この辺りでは、緩やかに起伏した草地にコルクガシやオリーブが点在する典型的な南部の農業景観を目にできる。建物は、古くから存するそんなランドスケープの中にあって、ゆったりうねる緑の野面(のもせ)へ、広げた白い幾何形構成が、凛としつつ周囲と打ち解けている。透徹した青と眩い日差しの下、目に映ずる姿に、ひと際、清爽で清麗な存在を感じるのである。
#3
新旧の結び
フロール・ダ・ホォーザ修道院のポザーダへの適応
ジョアオ・ルイシュ・カヒィーリョ・ダ・グラッサ
Adaptação do Mosteiro de Flor da Rosa a Pousada
João Luís Carrilho da Graça
修復・復元された既存建物のもつ雰囲気が絶大だ。その神秘と威厳を兼ねた古色蒼然たる重厚なマッス「クラシック」へ、現代に増改築されたホテルの軽快なシンプリシティ「コンテンポラリー」が付帯する。
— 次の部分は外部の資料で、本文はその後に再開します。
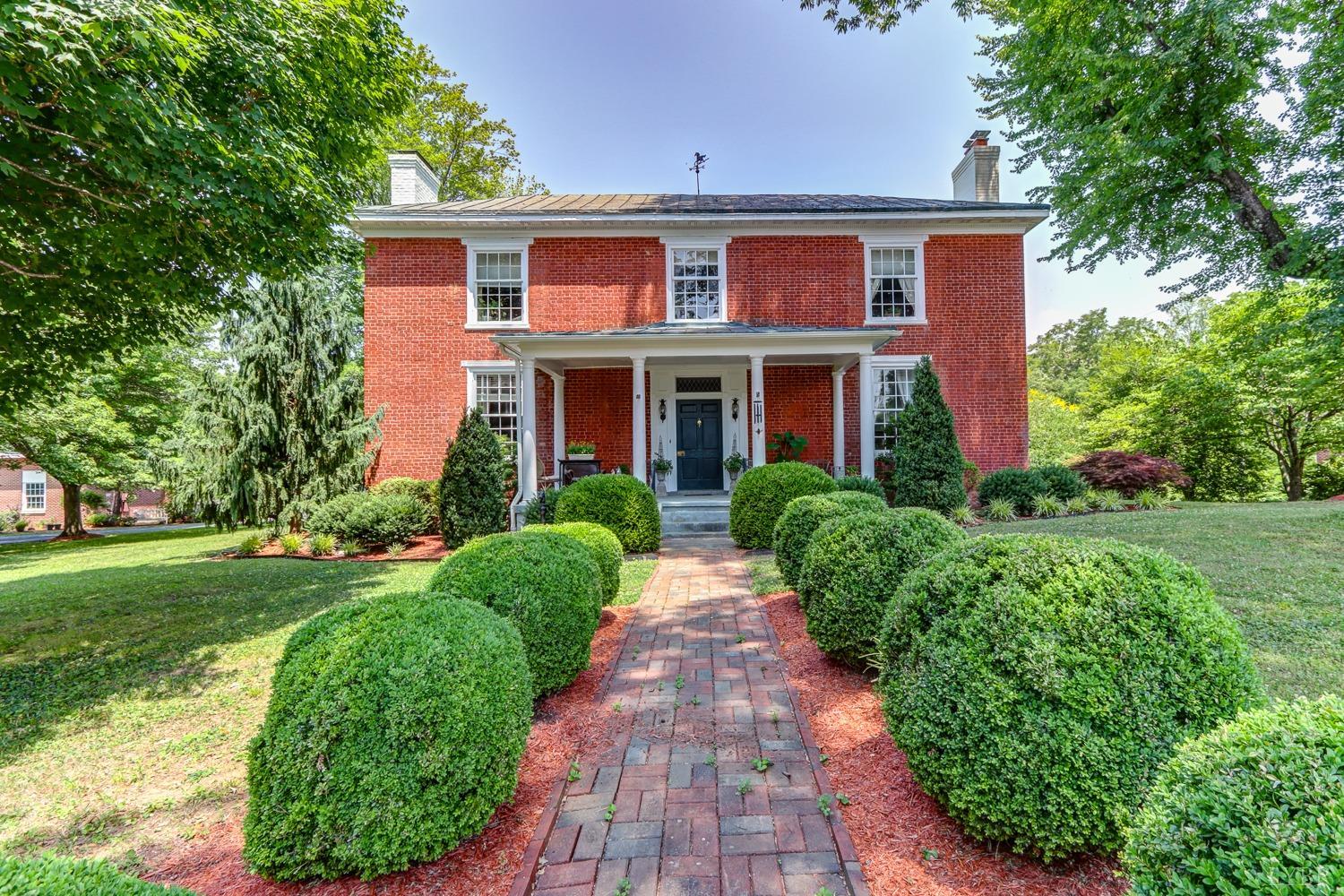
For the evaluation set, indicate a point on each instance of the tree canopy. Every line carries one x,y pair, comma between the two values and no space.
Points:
155,155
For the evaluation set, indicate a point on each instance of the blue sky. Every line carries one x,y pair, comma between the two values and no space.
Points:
612,96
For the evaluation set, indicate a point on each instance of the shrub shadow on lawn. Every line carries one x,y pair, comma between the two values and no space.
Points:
74,640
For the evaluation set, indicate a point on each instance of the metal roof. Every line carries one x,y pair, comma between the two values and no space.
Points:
599,204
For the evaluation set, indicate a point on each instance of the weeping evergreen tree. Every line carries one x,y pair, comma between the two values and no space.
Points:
279,425
927,458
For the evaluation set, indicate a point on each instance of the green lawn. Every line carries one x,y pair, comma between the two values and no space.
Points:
134,670
1279,568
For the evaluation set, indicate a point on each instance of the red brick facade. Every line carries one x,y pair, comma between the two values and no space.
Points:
416,336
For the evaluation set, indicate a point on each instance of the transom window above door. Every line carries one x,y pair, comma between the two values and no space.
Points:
696,282
496,284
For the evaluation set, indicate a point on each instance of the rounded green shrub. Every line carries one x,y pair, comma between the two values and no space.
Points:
763,492
854,568
621,503
862,484
56,876
604,547
542,582
1255,806
1038,683
1061,481
1016,487
394,731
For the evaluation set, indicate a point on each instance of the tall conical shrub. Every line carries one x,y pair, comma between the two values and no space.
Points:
470,492
927,458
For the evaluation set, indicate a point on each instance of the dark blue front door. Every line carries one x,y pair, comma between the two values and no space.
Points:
699,444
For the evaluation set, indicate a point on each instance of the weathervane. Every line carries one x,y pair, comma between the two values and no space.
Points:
698,166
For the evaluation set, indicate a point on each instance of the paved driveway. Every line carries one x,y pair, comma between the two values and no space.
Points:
19,538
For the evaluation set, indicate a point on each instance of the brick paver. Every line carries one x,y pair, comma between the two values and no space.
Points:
679,806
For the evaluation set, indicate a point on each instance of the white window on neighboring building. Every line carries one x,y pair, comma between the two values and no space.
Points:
496,284
892,387
894,274
34,492
492,387
696,281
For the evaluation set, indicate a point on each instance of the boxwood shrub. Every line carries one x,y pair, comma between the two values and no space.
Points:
621,503
394,731
1061,481
56,876
857,565
763,492
1038,683
1255,806
1013,485
542,582
602,546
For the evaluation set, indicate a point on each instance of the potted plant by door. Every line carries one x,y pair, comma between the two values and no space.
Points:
661,466
581,450
734,463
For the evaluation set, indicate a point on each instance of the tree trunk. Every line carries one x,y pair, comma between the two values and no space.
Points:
70,503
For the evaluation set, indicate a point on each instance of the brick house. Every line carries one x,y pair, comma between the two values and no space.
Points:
693,327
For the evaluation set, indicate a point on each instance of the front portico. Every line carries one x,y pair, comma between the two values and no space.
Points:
679,376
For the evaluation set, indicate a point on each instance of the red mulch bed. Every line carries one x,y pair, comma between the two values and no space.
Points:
422,547
890,818
484,866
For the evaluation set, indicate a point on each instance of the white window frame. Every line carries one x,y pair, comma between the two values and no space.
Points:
478,368
887,363
892,241
473,246
714,244
32,477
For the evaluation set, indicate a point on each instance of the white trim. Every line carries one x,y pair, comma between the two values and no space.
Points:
894,241
32,477
717,244
494,245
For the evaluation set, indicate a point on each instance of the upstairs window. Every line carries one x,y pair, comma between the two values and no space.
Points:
892,390
894,282
696,282
496,285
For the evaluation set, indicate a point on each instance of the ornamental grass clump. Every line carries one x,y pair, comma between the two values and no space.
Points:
1255,806
1037,684
542,582
763,492
394,731
601,544
852,567
617,501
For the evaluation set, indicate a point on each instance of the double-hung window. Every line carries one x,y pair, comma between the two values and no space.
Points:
894,277
34,492
496,284
492,387
892,386
696,281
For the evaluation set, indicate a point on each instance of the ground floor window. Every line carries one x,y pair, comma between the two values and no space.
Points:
892,384
494,390
34,492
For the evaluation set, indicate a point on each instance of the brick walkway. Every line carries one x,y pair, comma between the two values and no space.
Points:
677,806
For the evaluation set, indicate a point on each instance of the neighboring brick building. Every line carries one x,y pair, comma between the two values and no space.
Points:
690,327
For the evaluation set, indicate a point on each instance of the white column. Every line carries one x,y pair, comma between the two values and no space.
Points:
866,416
527,427
558,419
639,461
757,389
838,419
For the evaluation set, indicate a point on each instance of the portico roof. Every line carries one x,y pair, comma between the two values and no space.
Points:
683,343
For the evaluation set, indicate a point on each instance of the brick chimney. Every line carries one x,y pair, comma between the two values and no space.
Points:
413,180
976,177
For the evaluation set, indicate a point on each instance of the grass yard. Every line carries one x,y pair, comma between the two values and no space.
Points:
1279,568
134,670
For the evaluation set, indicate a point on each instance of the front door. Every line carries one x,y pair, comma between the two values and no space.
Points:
699,444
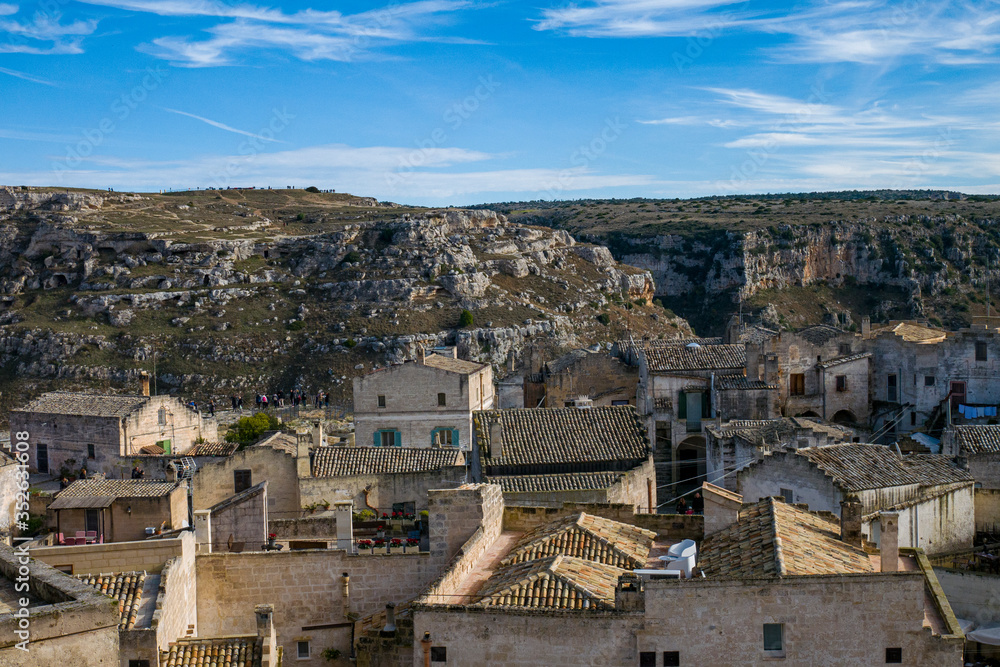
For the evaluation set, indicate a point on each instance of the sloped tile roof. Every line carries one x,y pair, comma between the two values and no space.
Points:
219,448
559,582
857,466
740,383
588,537
88,405
346,461
117,488
453,365
977,439
242,651
820,334
839,361
562,435
772,539
695,357
571,481
126,587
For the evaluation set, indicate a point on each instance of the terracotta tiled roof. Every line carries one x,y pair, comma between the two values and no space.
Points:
562,435
559,582
345,461
118,488
695,357
740,383
453,365
844,360
89,405
856,466
585,536
820,334
126,587
220,448
571,481
913,333
242,651
772,539
978,439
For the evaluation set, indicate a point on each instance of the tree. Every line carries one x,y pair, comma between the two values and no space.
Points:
248,430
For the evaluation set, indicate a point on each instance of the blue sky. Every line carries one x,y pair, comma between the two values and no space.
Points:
442,102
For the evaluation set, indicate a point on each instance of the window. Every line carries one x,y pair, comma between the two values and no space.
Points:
242,480
388,438
42,457
445,437
774,637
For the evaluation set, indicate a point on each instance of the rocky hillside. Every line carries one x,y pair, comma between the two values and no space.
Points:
265,290
809,257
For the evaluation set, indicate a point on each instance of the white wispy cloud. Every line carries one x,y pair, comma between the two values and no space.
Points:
26,77
223,126
308,34
950,32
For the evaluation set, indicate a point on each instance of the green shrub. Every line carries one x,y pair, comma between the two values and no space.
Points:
247,430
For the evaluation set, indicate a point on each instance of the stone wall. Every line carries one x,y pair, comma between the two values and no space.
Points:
380,491
148,555
242,519
70,623
215,481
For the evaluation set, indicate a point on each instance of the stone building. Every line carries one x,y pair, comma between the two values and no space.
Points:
732,446
552,455
427,403
603,379
66,622
933,498
381,478
119,510
102,433
781,583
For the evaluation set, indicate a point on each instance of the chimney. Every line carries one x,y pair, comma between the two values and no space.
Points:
496,439
390,621
345,529
850,521
753,361
345,593
889,541
203,531
265,632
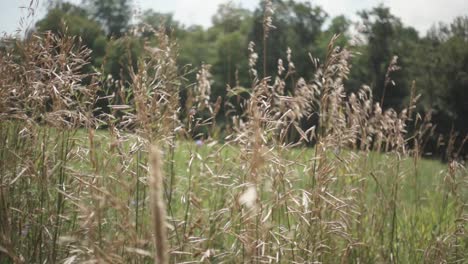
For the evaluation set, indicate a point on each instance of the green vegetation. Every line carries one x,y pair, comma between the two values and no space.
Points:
98,162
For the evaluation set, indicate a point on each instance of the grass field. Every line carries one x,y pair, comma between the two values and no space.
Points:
127,184
80,195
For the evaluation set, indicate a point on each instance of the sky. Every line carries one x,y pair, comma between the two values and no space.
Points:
420,14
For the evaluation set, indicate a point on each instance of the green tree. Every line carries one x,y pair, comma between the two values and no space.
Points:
385,37
297,26
114,15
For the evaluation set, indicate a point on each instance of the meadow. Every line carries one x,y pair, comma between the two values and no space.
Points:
131,184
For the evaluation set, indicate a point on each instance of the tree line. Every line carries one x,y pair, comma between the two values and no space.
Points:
389,56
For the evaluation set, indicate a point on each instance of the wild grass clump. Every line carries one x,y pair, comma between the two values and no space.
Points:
78,184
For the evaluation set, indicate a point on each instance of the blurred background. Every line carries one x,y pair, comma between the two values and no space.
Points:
429,38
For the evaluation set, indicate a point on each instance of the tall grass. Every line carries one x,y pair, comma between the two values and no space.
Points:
78,186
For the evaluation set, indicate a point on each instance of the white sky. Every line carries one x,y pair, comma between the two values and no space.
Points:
420,14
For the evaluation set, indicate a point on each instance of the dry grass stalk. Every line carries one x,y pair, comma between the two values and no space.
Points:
158,207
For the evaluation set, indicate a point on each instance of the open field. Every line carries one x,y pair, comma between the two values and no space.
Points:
151,168
77,195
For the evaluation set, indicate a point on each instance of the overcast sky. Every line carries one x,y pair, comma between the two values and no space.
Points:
421,14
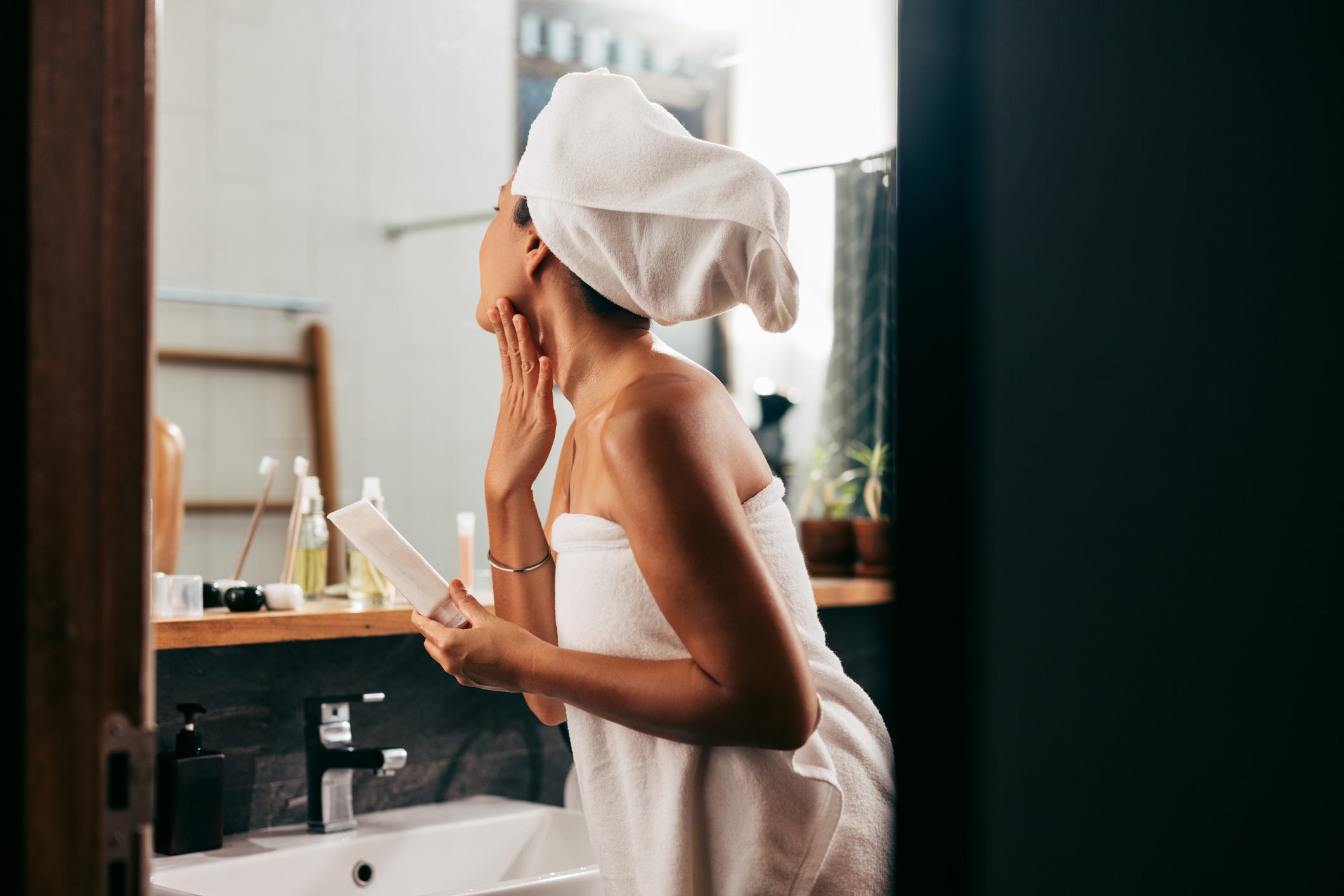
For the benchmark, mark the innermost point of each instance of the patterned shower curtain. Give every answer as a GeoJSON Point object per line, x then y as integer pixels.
{"type": "Point", "coordinates": [856, 405]}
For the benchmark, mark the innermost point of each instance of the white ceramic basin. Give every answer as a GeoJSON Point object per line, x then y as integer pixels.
{"type": "Point", "coordinates": [472, 845]}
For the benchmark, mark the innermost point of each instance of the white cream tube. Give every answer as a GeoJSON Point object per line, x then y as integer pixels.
{"type": "Point", "coordinates": [402, 565]}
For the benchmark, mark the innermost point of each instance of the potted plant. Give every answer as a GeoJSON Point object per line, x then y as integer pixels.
{"type": "Point", "coordinates": [827, 541]}
{"type": "Point", "coordinates": [872, 534]}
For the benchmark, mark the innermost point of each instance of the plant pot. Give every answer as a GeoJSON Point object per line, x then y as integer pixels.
{"type": "Point", "coordinates": [828, 546]}
{"type": "Point", "coordinates": [872, 543]}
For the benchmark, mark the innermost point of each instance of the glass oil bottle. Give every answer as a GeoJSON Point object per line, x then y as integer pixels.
{"type": "Point", "coordinates": [311, 554]}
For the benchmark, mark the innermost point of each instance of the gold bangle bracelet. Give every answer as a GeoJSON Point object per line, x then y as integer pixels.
{"type": "Point", "coordinates": [524, 568]}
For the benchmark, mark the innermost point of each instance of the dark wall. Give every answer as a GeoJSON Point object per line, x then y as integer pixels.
{"type": "Point", "coordinates": [1120, 448]}
{"type": "Point", "coordinates": [458, 741]}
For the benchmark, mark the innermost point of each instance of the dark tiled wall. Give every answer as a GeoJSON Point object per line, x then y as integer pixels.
{"type": "Point", "coordinates": [458, 741]}
{"type": "Point", "coordinates": [862, 639]}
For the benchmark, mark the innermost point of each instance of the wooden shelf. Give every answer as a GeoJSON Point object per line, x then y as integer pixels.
{"type": "Point", "coordinates": [316, 621]}
{"type": "Point", "coordinates": [337, 618]}
{"type": "Point", "coordinates": [851, 592]}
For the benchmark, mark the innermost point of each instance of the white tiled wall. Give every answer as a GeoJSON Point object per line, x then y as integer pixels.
{"type": "Point", "coordinates": [289, 133]}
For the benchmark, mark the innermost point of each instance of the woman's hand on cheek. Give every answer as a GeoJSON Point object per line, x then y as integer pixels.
{"type": "Point", "coordinates": [492, 653]}
{"type": "Point", "coordinates": [526, 428]}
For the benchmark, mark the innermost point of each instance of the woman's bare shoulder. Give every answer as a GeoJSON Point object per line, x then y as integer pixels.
{"type": "Point", "coordinates": [690, 418]}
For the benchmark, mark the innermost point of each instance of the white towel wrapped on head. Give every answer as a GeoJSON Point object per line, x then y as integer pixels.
{"type": "Point", "coordinates": [662, 223]}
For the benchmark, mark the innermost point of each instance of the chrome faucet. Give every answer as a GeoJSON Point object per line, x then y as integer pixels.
{"type": "Point", "coordinates": [332, 760]}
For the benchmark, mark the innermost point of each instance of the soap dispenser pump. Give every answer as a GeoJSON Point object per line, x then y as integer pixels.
{"type": "Point", "coordinates": [188, 814]}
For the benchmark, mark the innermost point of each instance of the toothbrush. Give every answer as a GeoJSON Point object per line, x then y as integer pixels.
{"type": "Point", "coordinates": [287, 572]}
{"type": "Point", "coordinates": [268, 468]}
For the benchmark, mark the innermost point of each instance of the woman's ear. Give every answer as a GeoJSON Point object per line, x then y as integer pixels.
{"type": "Point", "coordinates": [535, 254]}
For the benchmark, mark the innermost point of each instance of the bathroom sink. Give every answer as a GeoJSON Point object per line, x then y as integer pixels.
{"type": "Point", "coordinates": [474, 845]}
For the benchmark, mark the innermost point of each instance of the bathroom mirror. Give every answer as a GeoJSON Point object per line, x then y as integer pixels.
{"type": "Point", "coordinates": [335, 163]}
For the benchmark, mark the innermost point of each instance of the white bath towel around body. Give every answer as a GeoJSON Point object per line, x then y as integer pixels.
{"type": "Point", "coordinates": [673, 819]}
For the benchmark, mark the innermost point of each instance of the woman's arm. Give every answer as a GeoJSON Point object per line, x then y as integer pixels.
{"type": "Point", "coordinates": [747, 681]}
{"type": "Point", "coordinates": [527, 598]}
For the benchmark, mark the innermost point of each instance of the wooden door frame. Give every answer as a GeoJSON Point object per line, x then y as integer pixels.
{"type": "Point", "coordinates": [82, 645]}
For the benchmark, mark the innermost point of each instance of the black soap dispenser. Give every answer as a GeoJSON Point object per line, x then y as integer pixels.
{"type": "Point", "coordinates": [188, 813]}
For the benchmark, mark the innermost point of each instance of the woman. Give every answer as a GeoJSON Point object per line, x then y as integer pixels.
{"type": "Point", "coordinates": [663, 610]}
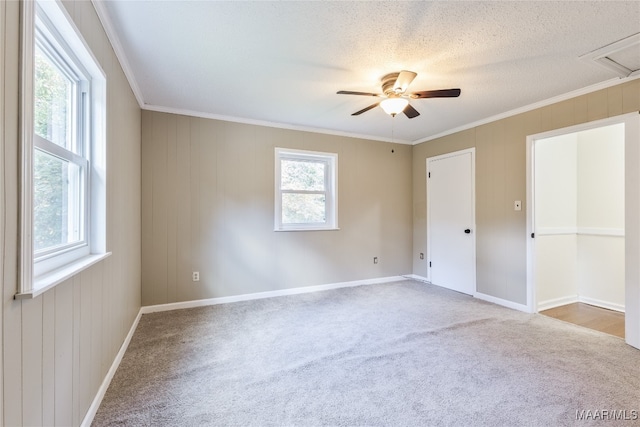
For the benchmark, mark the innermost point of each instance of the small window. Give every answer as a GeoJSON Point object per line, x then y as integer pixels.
{"type": "Point", "coordinates": [63, 151]}
{"type": "Point", "coordinates": [306, 196]}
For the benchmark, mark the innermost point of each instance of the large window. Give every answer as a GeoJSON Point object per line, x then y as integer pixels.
{"type": "Point", "coordinates": [60, 155]}
{"type": "Point", "coordinates": [306, 196]}
{"type": "Point", "coordinates": [63, 152]}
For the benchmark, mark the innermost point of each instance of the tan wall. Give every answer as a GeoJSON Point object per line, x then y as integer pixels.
{"type": "Point", "coordinates": [58, 347]}
{"type": "Point", "coordinates": [501, 179]}
{"type": "Point", "coordinates": [208, 206]}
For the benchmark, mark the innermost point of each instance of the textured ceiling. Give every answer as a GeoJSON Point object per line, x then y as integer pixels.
{"type": "Point", "coordinates": [281, 63]}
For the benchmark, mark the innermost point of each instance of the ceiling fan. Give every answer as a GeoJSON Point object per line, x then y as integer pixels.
{"type": "Point", "coordinates": [396, 100]}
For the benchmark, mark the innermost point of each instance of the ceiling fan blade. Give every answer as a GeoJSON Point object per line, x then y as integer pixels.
{"type": "Point", "coordinates": [403, 81]}
{"type": "Point", "coordinates": [410, 112]}
{"type": "Point", "coordinates": [364, 110]}
{"type": "Point", "coordinates": [442, 93]}
{"type": "Point", "coordinates": [348, 92]}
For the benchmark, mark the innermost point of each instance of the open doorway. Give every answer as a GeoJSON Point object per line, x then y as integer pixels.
{"type": "Point", "coordinates": [578, 190]}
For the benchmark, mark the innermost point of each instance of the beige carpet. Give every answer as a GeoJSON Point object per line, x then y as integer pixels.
{"type": "Point", "coordinates": [397, 354]}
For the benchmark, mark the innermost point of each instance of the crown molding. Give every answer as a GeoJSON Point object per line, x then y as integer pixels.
{"type": "Point", "coordinates": [112, 35]}
{"type": "Point", "coordinates": [163, 109]}
{"type": "Point", "coordinates": [556, 99]}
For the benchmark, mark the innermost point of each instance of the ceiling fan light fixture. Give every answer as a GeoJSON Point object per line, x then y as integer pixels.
{"type": "Point", "coordinates": [393, 106]}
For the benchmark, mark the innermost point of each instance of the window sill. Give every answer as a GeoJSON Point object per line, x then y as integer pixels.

花崗岩積みでできた垂直強調の大きなヴォリューム構成が、大地に乗る既存建物の外観。真っ白なパネル状のRCによる水平強調の組み合わせが、大地に浮くアネックスの外観。それら両者の噛み合わせは、造形・素材・色彩・新旧の表現において、あまりに瞭然たる対比の見場を作っている。厳つい「クラシック」の中を抜けた奥、そんな白い「コンテンポラリー」な客室へ辿り着き、窓外に見るのは低木と草地が続く茫々たる農場の眺め。遠くで、牛が鳴き、鶏が叫び、犬が吠え、羊の群れが首のベルを奏でている。こんな田舎くんだりなのかと改めて感じ、「コンテンポラリー」な建物と農場の風景というゆくりなく現れた印象の落差と、都会では聞き慣れない長閑な喧騒に拍子抜けしてしまう。周辺は、昔からそう変わらぬままだろう。きっとこの建物だけが多くの変遷を経てきたのだと。
#2
川辺にずれる矩形
ヴィアナ・ドゥ・カシュテロ公立図書館
アルヴァロ・シザ・ヴィエイラ
Biblioteca Municipal de Viana do Castelo
Álvaro Siza Vieira
緑の平面に悠々と置かれた、シンプルな形の構成を見せる巨大な白いマッス。旧市街をバックに、これの輪郭「直線/直角」のシャープネスが、清新な空気をこの地へと吹き込む。ダイナミックにリフトアップしたヴォリュームの一部と大地との狭間には、横長にフレーミングした向こうの川辺の風景が抽出され、それが何とも絵になり、行き交う人もその一コマを作っている。上部に展開したずんぐりと重いヴォリュームには、水平連続窓が長々と開き、そこに取り巻いた薄く長く軽やかに刎ね出すバルコニーと庇が、さらに水平を高調して、ファサードへ深く鋭い表情を添える。ここの内部、2階書架・閲覧スペースに入ると、外部地上で見た横長に切り取られていた向こうの風景を、その水平連続窓により再び横へ細長く切り取られて眺める、という「視点枠のリフトアップ」に導誘される。この1階でも、2階でもという段階的アクションによって再び目に投影される<矩形>をした「細長の絵」は、この地で唯一この建物のみがもつ人の心に留めさせる情景となる。
#1
大航海時代への窓
ポルトガルパヴィリオンEXPO’98
アルヴァロ・シザ・ヴィエイラ
Pavilhão de Portugal na Expo'98
Álvaro Siza Vieira
雲一つない真っ青な空をバックに巨大なカテナリーの白い面が浮く。緩く垂れ込めた曲面の裏には反射光によって強さを和らげた影がぼーっと貼りついている。想像だにしない圧倒する大スパンとシンプルな造形の出現。それは、この場に名状しがたい異の光景を創出する。あまりのスケール感に下を通りゆく人の姿が小さい。大面積のキャノピーの下に入った瞬間、逆さ穹窿(きゅうりゅう)形に空間がやんわり押されたような、何やら空気が変わるのを感じる。空間は塞がれることなく、周囲の環境とつながり、向こうへ大きく抜けて開放的なのに。 ……やはりここは、周辺とは別の世界だ。反響する音もまた、この空間へ入ったときに周囲と違った感覚を覚える要因の一つである。デザインとしては、ある種、最小限の要素で、しかし、最大限の効果を以て異(い)なる空間が生み出されていると言えるかもしれない。両側にある箱状のポルティコ、それらから吊られたキャノピーと大地との間にできる関係性によって。